L’auteur et illustrateur participe au livre « Love Stories », où il dresse le portrait de 15 couples ou trouples LGBT. Rencontre.
C’est en quelque sorte le portraitiste portraitisé. En 2019, Florent Manelli s’est fait connaître avec une liste des 40 LGBT+ qui ont changé le monde. En cette fin d’année 2024, il signe les portraits de couple (ou trouples) du livre Love Stories, édité chez Grund, en partenariat avec le média LGBT Paint. Mais lui qui est-il vraiment? Tentative de réponse devant un café près du Centre LGBT de Paris, où il travaille depuis un an et demi.
Dans son texte du livre collectif Pédés (Editions Points, 2023), qu’il a également coordonné, il donne un premier indice : « Je suis l’exemple type du pédé qui a fui la province pour la capitale, pour se réinventer, se découvrir ». Sa « province », c’est Perpignan, sur laquelle il porte désormais un « regard tendre ». Ce qui n’a donc pas toujours été le cas, eu égard à l’« environnement machiste, sudiste » dans lequel il a grandi.
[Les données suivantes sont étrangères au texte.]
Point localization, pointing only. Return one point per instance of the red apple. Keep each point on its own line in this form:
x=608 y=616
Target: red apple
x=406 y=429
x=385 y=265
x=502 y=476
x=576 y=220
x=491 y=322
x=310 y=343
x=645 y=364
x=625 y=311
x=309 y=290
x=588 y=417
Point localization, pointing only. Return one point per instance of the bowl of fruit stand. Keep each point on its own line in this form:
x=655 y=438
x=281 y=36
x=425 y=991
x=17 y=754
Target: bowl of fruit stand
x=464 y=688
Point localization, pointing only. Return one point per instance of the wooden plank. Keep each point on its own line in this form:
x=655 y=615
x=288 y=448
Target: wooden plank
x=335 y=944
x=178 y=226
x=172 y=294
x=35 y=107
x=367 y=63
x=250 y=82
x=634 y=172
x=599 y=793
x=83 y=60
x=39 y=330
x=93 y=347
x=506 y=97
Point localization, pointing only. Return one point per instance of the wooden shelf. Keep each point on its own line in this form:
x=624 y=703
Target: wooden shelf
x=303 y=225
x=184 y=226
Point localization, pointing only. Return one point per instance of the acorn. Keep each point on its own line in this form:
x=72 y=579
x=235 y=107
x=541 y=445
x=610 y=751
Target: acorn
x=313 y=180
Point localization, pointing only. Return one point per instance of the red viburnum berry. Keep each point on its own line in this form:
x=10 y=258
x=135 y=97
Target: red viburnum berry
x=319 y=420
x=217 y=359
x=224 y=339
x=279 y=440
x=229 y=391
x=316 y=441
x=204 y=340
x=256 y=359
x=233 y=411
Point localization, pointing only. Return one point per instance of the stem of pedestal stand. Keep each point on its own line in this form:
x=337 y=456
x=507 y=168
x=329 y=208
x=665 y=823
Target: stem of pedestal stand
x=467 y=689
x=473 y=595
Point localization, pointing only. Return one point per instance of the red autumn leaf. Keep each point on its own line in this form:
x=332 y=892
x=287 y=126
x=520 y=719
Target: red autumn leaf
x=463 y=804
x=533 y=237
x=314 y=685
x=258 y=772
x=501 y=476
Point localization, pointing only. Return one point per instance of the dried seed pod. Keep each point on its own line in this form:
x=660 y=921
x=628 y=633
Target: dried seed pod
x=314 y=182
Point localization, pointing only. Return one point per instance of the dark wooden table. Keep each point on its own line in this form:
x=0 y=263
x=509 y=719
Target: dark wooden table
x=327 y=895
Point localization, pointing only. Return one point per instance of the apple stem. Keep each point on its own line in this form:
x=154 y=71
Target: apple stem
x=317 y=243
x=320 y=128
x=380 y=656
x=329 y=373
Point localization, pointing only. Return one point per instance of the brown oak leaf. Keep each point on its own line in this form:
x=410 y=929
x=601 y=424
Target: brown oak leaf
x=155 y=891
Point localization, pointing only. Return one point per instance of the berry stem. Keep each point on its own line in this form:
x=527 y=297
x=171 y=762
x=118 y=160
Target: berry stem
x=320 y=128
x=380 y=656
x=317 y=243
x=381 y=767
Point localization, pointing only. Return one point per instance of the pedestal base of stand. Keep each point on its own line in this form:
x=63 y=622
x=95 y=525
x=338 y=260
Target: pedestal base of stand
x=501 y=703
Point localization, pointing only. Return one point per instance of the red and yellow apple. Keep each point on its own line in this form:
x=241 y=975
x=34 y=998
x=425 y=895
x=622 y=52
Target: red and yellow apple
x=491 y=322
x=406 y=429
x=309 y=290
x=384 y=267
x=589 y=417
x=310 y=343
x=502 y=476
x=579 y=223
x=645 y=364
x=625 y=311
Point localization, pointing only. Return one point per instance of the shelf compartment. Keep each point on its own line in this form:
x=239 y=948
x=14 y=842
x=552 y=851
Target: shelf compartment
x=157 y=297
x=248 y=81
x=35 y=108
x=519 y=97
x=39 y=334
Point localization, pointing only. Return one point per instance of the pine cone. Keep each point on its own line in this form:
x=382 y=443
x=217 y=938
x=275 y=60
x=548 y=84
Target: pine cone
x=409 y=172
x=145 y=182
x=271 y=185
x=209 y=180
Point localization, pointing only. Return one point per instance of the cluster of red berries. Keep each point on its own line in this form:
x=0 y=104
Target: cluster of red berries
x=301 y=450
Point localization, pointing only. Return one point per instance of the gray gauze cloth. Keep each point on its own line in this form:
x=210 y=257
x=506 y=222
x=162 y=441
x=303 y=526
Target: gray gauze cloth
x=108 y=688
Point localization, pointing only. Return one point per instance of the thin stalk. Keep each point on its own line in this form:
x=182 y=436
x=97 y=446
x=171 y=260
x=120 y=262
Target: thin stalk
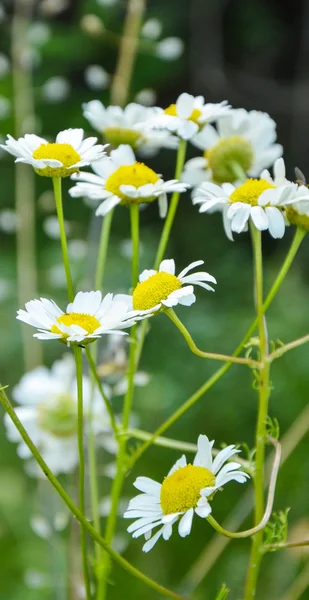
x=101 y=390
x=127 y=52
x=75 y=510
x=223 y=357
x=81 y=476
x=256 y=550
x=103 y=247
x=24 y=112
x=63 y=237
x=180 y=161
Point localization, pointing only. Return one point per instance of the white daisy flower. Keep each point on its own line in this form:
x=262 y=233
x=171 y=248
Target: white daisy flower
x=162 y=289
x=126 y=126
x=48 y=411
x=120 y=179
x=188 y=115
x=59 y=159
x=261 y=200
x=86 y=318
x=245 y=138
x=185 y=491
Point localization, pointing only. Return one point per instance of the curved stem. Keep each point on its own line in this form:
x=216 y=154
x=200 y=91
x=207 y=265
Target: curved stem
x=81 y=481
x=223 y=357
x=103 y=247
x=75 y=511
x=101 y=390
x=180 y=161
x=256 y=554
x=63 y=237
x=134 y=216
x=270 y=501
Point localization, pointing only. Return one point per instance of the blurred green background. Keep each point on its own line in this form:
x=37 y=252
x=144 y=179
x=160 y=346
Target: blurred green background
x=255 y=54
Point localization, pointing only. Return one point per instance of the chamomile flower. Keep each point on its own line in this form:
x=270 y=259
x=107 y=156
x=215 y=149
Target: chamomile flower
x=162 y=289
x=86 y=318
x=120 y=179
x=242 y=137
x=58 y=159
x=126 y=126
x=260 y=200
x=188 y=115
x=47 y=408
x=185 y=491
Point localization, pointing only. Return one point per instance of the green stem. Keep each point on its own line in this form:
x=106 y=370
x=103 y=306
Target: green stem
x=81 y=480
x=134 y=215
x=223 y=357
x=101 y=390
x=180 y=161
x=75 y=510
x=63 y=237
x=256 y=550
x=103 y=248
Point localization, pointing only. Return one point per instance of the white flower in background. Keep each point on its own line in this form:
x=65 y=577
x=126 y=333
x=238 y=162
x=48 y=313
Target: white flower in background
x=188 y=115
x=260 y=200
x=127 y=125
x=86 y=318
x=162 y=289
x=96 y=77
x=152 y=29
x=56 y=89
x=245 y=138
x=146 y=97
x=120 y=179
x=5 y=107
x=170 y=48
x=4 y=65
x=184 y=492
x=9 y=221
x=38 y=33
x=59 y=159
x=47 y=408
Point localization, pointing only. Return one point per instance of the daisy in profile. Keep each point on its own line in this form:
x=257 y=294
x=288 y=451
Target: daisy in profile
x=127 y=126
x=186 y=490
x=86 y=318
x=158 y=290
x=188 y=115
x=260 y=200
x=247 y=139
x=47 y=408
x=57 y=159
x=120 y=179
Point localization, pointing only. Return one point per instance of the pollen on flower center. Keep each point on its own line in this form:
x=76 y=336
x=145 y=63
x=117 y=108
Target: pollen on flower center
x=59 y=417
x=122 y=135
x=250 y=191
x=65 y=153
x=137 y=174
x=195 y=115
x=234 y=149
x=87 y=322
x=151 y=292
x=182 y=489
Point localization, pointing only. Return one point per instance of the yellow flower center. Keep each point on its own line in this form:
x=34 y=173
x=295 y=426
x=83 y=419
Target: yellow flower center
x=87 y=322
x=295 y=218
x=137 y=174
x=182 y=489
x=65 y=153
x=121 y=135
x=59 y=417
x=234 y=149
x=250 y=191
x=195 y=115
x=155 y=289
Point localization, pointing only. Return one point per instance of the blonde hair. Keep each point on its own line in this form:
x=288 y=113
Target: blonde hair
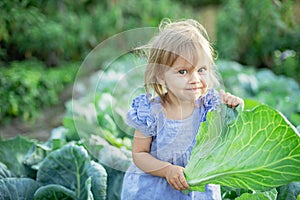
x=187 y=39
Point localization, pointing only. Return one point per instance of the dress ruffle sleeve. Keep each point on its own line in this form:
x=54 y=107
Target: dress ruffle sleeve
x=140 y=115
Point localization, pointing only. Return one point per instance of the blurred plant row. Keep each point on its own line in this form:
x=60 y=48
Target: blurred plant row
x=259 y=33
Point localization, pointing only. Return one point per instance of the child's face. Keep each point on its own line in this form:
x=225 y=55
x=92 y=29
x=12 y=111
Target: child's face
x=185 y=81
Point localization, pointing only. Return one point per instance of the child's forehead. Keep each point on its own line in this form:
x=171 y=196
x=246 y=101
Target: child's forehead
x=198 y=61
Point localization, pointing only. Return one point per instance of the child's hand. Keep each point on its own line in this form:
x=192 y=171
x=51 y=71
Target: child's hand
x=231 y=100
x=176 y=178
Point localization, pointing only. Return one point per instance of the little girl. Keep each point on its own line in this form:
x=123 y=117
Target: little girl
x=181 y=72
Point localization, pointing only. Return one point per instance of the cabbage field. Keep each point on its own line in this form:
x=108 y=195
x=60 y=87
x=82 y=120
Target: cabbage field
x=87 y=156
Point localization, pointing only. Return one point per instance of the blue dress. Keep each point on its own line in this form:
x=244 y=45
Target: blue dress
x=172 y=141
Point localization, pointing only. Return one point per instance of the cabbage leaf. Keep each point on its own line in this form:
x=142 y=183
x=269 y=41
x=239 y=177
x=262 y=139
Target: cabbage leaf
x=255 y=149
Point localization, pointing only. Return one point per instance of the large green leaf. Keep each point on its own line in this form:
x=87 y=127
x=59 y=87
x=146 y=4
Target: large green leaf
x=257 y=150
x=12 y=152
x=70 y=167
x=54 y=192
x=4 y=172
x=17 y=188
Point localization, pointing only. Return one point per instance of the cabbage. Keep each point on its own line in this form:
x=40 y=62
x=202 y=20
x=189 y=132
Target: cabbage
x=255 y=149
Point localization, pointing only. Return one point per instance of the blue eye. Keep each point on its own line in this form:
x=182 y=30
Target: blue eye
x=182 y=72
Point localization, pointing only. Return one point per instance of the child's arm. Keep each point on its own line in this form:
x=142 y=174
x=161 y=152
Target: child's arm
x=146 y=162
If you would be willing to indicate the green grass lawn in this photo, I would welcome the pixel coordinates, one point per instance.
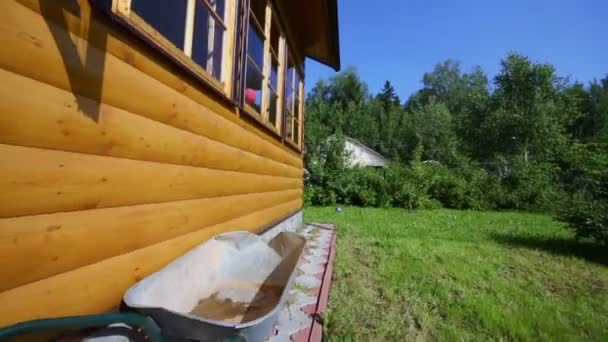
(462, 275)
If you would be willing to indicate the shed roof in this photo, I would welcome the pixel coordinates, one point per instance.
(313, 25)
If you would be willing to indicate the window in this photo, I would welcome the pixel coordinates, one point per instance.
(264, 66)
(240, 51)
(194, 32)
(292, 112)
(254, 69)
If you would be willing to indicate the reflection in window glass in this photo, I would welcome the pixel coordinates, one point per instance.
(274, 73)
(166, 16)
(255, 56)
(219, 6)
(208, 41)
(289, 126)
(272, 106)
(253, 86)
(258, 8)
(255, 47)
(296, 133)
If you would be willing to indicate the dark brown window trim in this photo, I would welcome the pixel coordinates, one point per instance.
(149, 43)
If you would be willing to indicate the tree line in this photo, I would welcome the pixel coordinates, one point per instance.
(527, 139)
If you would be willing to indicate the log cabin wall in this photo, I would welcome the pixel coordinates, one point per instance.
(113, 162)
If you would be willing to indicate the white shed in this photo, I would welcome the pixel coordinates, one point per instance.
(361, 155)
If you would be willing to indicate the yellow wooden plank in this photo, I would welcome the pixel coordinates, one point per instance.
(48, 117)
(99, 287)
(43, 50)
(36, 247)
(39, 181)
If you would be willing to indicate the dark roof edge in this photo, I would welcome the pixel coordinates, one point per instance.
(333, 15)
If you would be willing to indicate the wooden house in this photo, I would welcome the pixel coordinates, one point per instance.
(133, 130)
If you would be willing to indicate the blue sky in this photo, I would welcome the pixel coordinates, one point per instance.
(399, 40)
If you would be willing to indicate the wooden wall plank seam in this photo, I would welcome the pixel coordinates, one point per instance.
(40, 181)
(36, 45)
(46, 245)
(49, 117)
(99, 287)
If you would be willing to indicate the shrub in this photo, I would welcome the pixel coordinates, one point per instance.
(585, 173)
(586, 216)
(368, 188)
(531, 185)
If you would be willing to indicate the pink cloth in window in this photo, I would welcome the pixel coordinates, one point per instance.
(250, 96)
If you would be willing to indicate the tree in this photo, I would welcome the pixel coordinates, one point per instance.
(432, 127)
(529, 111)
(388, 96)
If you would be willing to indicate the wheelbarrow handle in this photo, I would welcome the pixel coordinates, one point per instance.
(147, 325)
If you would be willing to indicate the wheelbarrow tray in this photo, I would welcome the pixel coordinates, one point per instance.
(231, 286)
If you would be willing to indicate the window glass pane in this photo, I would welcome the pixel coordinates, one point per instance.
(288, 100)
(208, 41)
(218, 48)
(289, 126)
(200, 44)
(272, 106)
(253, 86)
(274, 37)
(166, 16)
(296, 84)
(255, 45)
(258, 7)
(274, 73)
(296, 132)
(220, 7)
(289, 77)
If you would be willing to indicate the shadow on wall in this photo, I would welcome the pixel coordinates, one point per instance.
(83, 64)
(587, 250)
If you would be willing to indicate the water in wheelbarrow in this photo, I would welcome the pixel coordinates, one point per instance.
(239, 304)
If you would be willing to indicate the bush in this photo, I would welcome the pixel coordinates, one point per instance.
(585, 175)
(587, 217)
(368, 188)
(532, 185)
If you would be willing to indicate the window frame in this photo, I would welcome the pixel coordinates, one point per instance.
(270, 19)
(299, 89)
(122, 10)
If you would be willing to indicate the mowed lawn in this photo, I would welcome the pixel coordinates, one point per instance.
(462, 275)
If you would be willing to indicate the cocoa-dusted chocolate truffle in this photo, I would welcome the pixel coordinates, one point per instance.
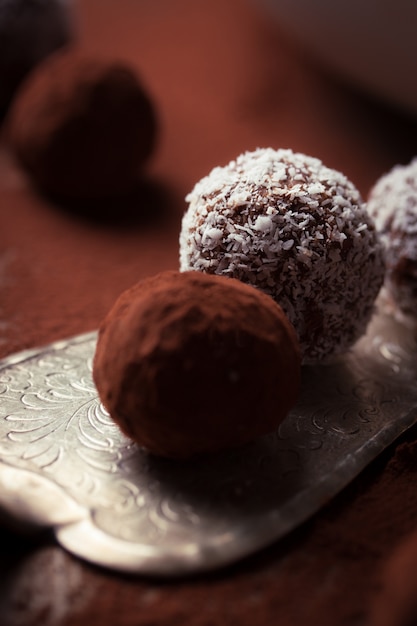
(188, 363)
(297, 230)
(29, 32)
(82, 127)
(392, 203)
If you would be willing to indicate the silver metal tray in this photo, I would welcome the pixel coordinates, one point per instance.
(64, 464)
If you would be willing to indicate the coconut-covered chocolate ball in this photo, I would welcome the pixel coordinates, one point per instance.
(188, 363)
(82, 127)
(30, 30)
(295, 229)
(392, 203)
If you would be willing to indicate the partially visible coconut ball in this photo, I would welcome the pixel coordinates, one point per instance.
(392, 203)
(188, 364)
(297, 230)
(82, 127)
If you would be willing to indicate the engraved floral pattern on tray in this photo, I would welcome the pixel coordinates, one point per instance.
(112, 503)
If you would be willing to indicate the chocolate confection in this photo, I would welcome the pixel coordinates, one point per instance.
(29, 32)
(393, 204)
(82, 127)
(188, 363)
(297, 230)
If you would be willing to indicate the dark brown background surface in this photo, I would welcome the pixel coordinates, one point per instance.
(225, 80)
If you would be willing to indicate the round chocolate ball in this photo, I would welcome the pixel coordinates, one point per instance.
(297, 230)
(82, 127)
(188, 364)
(29, 32)
(392, 203)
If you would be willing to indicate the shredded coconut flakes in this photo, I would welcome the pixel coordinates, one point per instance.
(393, 205)
(297, 230)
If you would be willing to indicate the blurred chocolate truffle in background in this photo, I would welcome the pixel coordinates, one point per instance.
(299, 231)
(30, 30)
(188, 363)
(82, 127)
(392, 202)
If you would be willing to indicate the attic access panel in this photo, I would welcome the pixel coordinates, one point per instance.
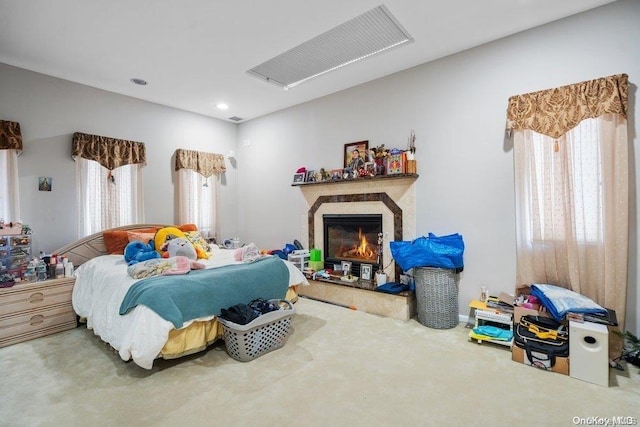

Un milieu guère enclin à comprendre les questionnements d’un garçon qui ne se sent pas dans la norme hétérosexuelle.
Son « coming in » a été un lent processus : « Il y a eu cette espèce de temps de découverte du désir, un regard sur des corps masculins, sur de la tendresse masculine qui était assez rare finalement quand j'étais ado. Tout ça est né vraiment de manière assez douce et a pris des années jusqu'à ce que j'accepte aussi cette part de moi, ce que je suis entièrement. »
Ses premières relations avec des hommes, il les a une fois arrivé à Paris, où il vient faire des études de commerce. Il a alors 20 ans. Trois ans plus tard, pour terminer ses études, il part quelques mois à Montréal. A un moment particulier pour lui: « J'ai fait ma première dépression quelques mois avant de partir et je suis arrivé là-bas complètement déboussolé et sans aucun repère, sans aucun lien amical, assez seul face à un épisode de ma vie que je ne comprenais pas vraiment. Je n'arrivais pas du tout à mettre de mots. L'un dans l'autre, c'est aussi en étant seul et en étant à Montréal que j'ai eu contact avec un psy pour la première fois de ma vie, que j'ai pris ça au sérieux, que je ne l'ai pas vécu, que je ne l'ai pas considéré comme un épisode de mélancolie poussé. J'ai mis des mots dessus. »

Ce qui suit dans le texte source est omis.